HUBUNGAN
- KONFLIK - MASYARAKAT - KEMISKINAN - OBAT BIUS - KETERGANTUNGAN - PEMBANDINGAN
- KEINGINAN - CITA-CITA – KEMUNAFIKAN
Berakhirnya
kekerasan sebagai yang baru saja kita bahas, belum tentu berarti berdamainya
batin dengan dirinya sendiri, dan sebab itu hidup damai dalam semua
hubungannya.
Hubungan
antar-manusia didasarkan pada mekanisme pembentukan citra yang bersifat
defensif. Dalam semua hubungan kita, masing-masing orang membentuk sebuah citra
tentang orang lainnya dan yang mengadakan hubungan adalah kedua citra ini dan
bukan manusiamanusianya sendiri. Sang isteri mempunyai citra tentang sang suami
- walaupun mungkin tak disadarinya, tetapi citra itu ada - dan sang suami mempunyai
citra tentang sang isteri. Orang mempunyai citra tentang negerinya dan tentang
dirinya sendiri, dan kita selalu memperkuat citra ini dengan jalan menambahnya
terus sehingga menjadi banyak. Dan citra-citra inilah yang saling berhubungan.

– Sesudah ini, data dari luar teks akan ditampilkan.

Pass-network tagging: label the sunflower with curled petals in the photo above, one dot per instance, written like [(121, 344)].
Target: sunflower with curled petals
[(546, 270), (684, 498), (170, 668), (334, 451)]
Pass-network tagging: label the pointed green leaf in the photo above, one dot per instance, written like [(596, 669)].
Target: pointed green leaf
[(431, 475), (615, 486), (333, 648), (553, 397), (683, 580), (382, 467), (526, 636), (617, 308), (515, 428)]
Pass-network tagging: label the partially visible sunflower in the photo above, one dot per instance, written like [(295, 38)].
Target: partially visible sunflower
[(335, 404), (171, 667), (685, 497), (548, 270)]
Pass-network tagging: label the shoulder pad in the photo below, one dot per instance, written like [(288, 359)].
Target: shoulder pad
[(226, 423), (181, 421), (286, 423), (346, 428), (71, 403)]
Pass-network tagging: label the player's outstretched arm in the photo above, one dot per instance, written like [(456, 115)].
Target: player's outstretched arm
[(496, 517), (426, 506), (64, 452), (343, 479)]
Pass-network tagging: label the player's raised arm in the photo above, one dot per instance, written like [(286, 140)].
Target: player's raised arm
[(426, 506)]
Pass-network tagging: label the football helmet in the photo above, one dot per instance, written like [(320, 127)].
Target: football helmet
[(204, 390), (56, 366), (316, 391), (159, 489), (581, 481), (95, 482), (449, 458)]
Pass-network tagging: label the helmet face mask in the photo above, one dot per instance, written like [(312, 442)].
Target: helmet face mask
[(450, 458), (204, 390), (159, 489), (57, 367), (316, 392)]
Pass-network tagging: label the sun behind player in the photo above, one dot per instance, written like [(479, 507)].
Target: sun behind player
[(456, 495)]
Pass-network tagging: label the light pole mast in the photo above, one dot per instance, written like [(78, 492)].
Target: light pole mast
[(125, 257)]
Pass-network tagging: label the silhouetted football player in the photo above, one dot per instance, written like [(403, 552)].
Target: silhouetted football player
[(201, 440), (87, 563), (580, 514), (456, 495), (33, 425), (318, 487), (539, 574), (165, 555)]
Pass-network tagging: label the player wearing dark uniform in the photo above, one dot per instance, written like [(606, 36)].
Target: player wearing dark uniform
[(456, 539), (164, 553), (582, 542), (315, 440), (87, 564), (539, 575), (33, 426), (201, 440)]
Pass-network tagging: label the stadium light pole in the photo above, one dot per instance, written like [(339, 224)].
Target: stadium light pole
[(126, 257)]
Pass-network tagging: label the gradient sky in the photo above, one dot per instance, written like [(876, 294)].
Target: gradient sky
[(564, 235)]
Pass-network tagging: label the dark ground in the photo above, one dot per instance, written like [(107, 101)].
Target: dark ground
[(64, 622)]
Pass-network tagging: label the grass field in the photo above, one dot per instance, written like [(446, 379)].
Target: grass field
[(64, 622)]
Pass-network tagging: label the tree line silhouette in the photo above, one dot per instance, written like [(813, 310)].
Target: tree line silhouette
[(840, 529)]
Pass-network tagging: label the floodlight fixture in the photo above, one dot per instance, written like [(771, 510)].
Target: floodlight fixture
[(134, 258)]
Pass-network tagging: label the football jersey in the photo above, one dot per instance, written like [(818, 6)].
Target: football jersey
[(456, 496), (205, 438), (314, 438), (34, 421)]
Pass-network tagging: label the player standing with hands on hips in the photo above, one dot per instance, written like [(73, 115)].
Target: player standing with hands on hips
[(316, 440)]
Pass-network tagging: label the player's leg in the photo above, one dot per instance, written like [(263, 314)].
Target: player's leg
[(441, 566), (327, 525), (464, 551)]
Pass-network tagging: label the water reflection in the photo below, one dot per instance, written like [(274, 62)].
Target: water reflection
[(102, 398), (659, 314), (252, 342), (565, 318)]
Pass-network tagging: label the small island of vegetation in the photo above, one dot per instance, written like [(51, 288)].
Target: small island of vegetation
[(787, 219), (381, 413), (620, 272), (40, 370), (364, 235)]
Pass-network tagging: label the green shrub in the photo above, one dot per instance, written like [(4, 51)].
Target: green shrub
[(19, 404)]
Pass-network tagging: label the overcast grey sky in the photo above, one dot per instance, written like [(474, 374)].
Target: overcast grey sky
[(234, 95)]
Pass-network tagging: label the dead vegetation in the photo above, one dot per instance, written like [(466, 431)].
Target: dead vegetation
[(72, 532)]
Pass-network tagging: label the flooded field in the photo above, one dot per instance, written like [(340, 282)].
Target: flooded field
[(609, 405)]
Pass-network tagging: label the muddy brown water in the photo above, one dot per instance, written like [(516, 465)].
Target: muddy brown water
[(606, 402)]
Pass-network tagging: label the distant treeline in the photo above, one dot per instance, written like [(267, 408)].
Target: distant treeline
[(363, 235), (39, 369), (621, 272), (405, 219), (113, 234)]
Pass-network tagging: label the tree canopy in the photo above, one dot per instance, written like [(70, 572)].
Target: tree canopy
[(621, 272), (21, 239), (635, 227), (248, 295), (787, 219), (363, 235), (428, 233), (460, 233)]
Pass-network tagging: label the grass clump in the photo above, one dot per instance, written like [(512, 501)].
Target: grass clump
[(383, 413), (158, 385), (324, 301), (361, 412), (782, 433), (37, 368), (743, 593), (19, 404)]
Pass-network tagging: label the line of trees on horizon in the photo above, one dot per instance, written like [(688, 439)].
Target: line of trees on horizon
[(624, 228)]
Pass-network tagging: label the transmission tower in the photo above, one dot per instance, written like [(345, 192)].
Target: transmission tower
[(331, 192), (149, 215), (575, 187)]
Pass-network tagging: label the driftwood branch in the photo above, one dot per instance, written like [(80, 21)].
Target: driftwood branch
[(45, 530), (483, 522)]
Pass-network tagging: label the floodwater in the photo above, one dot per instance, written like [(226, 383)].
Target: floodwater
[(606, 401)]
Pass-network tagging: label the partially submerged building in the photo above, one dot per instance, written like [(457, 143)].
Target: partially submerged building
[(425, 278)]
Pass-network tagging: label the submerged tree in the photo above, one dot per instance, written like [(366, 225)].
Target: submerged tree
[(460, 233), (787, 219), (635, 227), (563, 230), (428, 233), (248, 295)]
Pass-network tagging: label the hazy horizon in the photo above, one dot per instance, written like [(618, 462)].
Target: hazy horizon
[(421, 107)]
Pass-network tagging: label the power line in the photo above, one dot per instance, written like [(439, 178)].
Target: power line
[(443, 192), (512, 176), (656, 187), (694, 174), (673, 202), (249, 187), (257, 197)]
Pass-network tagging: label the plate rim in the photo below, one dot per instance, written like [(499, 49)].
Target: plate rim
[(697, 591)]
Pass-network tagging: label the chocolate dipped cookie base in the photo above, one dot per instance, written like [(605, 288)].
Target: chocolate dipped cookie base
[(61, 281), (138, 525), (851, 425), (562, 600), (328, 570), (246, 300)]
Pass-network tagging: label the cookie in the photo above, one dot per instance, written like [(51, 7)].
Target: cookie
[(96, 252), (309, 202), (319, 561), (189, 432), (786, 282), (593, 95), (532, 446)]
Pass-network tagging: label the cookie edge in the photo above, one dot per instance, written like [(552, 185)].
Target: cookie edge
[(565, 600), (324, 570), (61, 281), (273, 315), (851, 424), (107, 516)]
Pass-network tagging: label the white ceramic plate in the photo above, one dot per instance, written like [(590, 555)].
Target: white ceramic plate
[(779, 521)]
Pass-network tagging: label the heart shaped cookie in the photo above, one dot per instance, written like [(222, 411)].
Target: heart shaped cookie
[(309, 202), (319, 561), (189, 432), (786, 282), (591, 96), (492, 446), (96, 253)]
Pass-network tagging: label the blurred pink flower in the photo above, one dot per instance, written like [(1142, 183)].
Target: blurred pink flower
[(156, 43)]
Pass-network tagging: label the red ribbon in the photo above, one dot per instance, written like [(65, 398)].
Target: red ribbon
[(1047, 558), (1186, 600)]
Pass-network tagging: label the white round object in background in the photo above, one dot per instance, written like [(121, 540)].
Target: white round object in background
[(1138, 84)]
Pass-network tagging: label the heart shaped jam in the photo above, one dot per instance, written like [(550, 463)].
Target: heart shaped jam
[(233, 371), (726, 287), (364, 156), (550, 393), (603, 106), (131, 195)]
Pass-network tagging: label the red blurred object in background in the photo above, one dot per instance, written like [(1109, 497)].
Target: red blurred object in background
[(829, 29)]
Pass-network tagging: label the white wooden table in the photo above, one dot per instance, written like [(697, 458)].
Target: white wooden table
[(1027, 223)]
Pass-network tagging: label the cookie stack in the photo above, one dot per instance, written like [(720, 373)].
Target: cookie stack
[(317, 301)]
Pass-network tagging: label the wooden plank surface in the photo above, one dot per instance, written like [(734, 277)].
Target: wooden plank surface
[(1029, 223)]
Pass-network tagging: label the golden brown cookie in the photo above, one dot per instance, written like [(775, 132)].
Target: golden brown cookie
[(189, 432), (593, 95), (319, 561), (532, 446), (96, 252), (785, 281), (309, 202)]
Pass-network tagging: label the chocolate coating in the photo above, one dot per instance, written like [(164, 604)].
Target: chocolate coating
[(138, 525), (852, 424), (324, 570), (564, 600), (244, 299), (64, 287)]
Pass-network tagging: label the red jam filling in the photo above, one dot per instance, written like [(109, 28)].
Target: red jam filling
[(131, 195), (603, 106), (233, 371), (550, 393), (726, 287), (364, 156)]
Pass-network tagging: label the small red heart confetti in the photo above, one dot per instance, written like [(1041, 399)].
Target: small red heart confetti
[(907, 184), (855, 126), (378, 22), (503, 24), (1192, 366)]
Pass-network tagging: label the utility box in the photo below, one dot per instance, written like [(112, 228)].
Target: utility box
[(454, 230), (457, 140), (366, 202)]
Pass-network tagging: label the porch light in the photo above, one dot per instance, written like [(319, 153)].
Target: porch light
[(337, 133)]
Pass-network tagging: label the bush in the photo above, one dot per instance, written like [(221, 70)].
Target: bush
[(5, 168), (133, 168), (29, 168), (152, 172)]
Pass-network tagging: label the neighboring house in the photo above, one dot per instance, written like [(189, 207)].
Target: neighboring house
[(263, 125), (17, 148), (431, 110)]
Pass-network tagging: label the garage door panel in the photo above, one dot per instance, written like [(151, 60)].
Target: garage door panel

Hubungan sesungguhnya antara dua orang manusia atau antara banyak manusia
terhenti samasekali pada waktu citra terbentuk.
Hubungan
yang didasarkan pada citra sudah jelas tak mungkin membawa kedamaian dalam
hubungan, citra ini bersifat khayal, dan orang tak dapat hidup dalam abstraksi.
Walau demikian, itulah yang dilakukan oleh kita semua; hidup dalam ide, dalam
teori, dalam simbol-simbol, dalam citra yang telah kita ciptakan tentang diri
kita sendiri dan orang lain, dan yang samasekali tidak bersifat riil. Semua
hubungan kita, apakah itu dengan milik, ide ataupun orang, pada hakikatnya
didasarkan pada pembentukan citra ini, dan itulah sebabnya maka selalu ada
konflik.
Jadi
bagaimana kita bisa hidup damai sepenuhnya dalam diri kita dan dalam semua
hubungan kita dengan orang lain? Bagaimanapun juga, hidup itu sebuah gerak di
dalam hubungan, bila tidak, maka tak akan ada kehidupan sama sekali, dan bila
hidup itu didasarkan pada sebuah abstraksi, sebuah ide atau sebuah pengandaian
spekulatif, maka kehidupan abstrak demikian itu pasti menimbulkan hubungan yang
menjadi medan perang. Maka apakah ada kemungkinan bagi manusia untuk hidup
dalam ketertiban batiniah sepenuhnya tanpa pemaksaan, peniruan, tekanan atau sublimasi
bentuk apapun? Dapatkah orang menertibkan batinnya sedemikian rupa, hingga
ketertiban itu merupakan suatu kualitas hidup yang tidak terkungkung oleh satu
kerangka ide - suatu ketenangan batin yang tidak pernah terganggu pada saat apa
pun - bukan dalam suatu dunia mitos abstrak yang fantastis melainkan dalam
kehidupan sehari-hari di rumah dan di kantor?
Pada
hematku, kita harus menyelami persoalan ini dengan sangat hatihati, karena di
dalam kesadaran kita tak ada satu tempatpun yang tidak tersentuh oleh konflik.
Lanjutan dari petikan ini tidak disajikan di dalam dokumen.